Written evidence submitted to an inquiry by the Commons’ Levelling Up, Housing and Communities (LUHC) Committee – which is investigating the finances and sustainability of the social-housing sector – revealed that some councils had already paused their programmes due to squeezed budgets, with others set to do so.

The Local Government Association (LGA) said that “there is rising concern that the council-housing system is the scene of a perfect storm of pressure”, resulting from national, global and local issues.

Problems include reduced income due to inflation that exceeds rent caps and a right-to-buy scheme that leaves councils with “too little to replace the homes sold”, the LGA said.

The association added that higher construction costs and interest rates were currently being absorbed by most councils. But it warned that, without additional support, “the impact is much more likely to be felt on programmes which commence from next year, with the very real potential for programmes to be scaled back significantly”.

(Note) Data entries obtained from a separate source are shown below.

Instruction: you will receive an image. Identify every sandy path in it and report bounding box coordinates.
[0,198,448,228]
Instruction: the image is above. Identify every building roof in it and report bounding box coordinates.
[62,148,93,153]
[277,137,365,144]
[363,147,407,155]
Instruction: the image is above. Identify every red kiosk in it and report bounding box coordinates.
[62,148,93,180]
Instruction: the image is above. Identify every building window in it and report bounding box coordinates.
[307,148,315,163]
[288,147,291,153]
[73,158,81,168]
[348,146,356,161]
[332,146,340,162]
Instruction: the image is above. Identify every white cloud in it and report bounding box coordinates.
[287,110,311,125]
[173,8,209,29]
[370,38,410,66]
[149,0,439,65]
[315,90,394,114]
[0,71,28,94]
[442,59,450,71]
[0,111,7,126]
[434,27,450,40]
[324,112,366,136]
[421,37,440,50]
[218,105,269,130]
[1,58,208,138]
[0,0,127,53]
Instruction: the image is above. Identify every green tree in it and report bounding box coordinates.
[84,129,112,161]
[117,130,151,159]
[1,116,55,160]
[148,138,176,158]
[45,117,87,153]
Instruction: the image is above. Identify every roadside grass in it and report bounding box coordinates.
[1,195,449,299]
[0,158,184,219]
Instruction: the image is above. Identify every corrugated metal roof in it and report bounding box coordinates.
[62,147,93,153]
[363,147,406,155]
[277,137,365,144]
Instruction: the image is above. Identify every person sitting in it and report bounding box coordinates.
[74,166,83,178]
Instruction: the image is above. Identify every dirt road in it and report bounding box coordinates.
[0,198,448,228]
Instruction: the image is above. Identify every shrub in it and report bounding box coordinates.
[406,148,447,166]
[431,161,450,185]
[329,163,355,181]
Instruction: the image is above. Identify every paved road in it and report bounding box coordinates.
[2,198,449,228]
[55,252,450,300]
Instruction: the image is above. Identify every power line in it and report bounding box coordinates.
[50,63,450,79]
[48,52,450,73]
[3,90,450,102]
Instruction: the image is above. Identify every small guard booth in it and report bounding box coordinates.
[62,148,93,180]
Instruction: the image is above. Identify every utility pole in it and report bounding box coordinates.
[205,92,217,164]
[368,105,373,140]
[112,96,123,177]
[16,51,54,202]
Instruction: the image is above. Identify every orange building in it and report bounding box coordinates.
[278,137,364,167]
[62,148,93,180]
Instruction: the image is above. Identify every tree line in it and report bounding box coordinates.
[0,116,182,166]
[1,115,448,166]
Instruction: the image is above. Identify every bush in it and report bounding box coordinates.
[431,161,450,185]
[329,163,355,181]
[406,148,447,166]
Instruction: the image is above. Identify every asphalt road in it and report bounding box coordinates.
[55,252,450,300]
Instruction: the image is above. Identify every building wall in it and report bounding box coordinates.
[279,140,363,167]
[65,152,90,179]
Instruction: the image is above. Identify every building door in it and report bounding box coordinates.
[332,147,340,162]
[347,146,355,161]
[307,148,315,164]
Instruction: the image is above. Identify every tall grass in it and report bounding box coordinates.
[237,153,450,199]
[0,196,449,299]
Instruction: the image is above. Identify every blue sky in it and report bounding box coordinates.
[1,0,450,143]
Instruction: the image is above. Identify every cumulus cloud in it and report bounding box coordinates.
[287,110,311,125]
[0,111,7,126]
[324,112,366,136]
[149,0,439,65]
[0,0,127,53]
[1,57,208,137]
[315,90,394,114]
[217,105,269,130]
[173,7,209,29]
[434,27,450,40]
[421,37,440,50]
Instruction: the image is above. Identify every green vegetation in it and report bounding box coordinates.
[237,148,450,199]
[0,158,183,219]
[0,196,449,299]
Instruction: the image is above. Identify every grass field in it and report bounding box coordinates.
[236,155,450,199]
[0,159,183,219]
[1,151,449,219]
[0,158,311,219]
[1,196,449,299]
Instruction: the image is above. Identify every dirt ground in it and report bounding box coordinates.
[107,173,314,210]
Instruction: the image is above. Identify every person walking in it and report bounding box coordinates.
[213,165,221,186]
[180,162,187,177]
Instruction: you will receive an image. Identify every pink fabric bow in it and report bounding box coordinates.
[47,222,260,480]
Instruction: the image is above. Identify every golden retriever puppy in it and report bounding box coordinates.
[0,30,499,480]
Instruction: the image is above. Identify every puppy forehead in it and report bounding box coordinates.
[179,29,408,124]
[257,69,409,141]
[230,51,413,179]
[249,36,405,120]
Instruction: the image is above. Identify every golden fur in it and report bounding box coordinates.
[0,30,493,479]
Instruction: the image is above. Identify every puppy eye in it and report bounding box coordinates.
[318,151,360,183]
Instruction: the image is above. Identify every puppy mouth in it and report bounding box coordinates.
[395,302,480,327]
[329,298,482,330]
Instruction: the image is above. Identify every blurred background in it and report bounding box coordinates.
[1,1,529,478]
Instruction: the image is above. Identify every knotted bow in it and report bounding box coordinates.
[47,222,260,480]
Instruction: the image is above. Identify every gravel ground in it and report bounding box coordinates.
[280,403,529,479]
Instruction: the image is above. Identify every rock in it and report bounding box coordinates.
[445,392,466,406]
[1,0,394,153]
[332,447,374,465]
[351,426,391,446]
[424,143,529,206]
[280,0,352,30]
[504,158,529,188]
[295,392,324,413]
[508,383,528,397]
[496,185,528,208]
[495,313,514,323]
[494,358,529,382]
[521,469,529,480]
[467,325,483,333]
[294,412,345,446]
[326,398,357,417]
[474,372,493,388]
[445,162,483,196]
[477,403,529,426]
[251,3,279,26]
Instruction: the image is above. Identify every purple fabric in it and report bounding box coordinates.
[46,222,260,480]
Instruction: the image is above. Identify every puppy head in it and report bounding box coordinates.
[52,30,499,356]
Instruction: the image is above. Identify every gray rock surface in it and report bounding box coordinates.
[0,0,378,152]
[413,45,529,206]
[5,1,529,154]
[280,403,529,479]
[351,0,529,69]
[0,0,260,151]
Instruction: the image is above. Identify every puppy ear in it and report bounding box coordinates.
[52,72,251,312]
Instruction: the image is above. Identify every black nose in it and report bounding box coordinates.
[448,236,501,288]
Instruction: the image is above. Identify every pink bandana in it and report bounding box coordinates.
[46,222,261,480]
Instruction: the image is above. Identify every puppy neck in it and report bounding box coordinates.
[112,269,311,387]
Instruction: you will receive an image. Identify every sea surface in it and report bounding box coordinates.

Total social housing delivery is estimated at up to 2,500 new homes per year, with 40 per cent of them in London. The LGA argued that increases in central grant subsidies or more flexibility on using right-to-buy receipts will be needed “in order to maintain programmes at the rate envisaged”.

Assuming inflation in construction costs of 10 per cent, the LGA said that additional grant funding of £25,000 for each unit will be needed to stop delivery totals falling by 8 per cent.

If inflation in construction costs was 18 per cent, the extra grant funding needed would be £45,000 per unit to prevent a 14 per cent drop in total delivery.

Collective organisation London Councils said that build programmes in the capital “face serious viability pressures and some development is being paused”.

One unnamed borough experienced a build-cost increase of 30-35 per cent across its development programme. The programme is now in deficit by more than £26m, doubling the subsidy needed from the council.

Building safety works are also contributing to financial pressures, with another London borough saying these were costing an extra £75m a year. For this council, “the investment needs of the [housing] stock exceed the financial resources available to fund it”, London Councils noted in its evidence.

The council’s housing revenue account has a shortfall of more than £100m over the next five years, despite it pausing the uncommitted stages of its new homes delivery programme.

Hull City Council warned in written evidence to the LUHC that “we are going realistically to have to scale back our overall aspirations for new-build properties over the medium term”.

The council is continuing with schemes already begun, but said future new-build projections have been halved. Hull explained that “costs are rising faster than income and we expect a series of additional challenges through net zero and building safety costs”.

Southwark Council said it had a “pipeline of housing projects ready to go” but that “the current system provides an unsustainable model of funding” to take its housebuilding programme forward.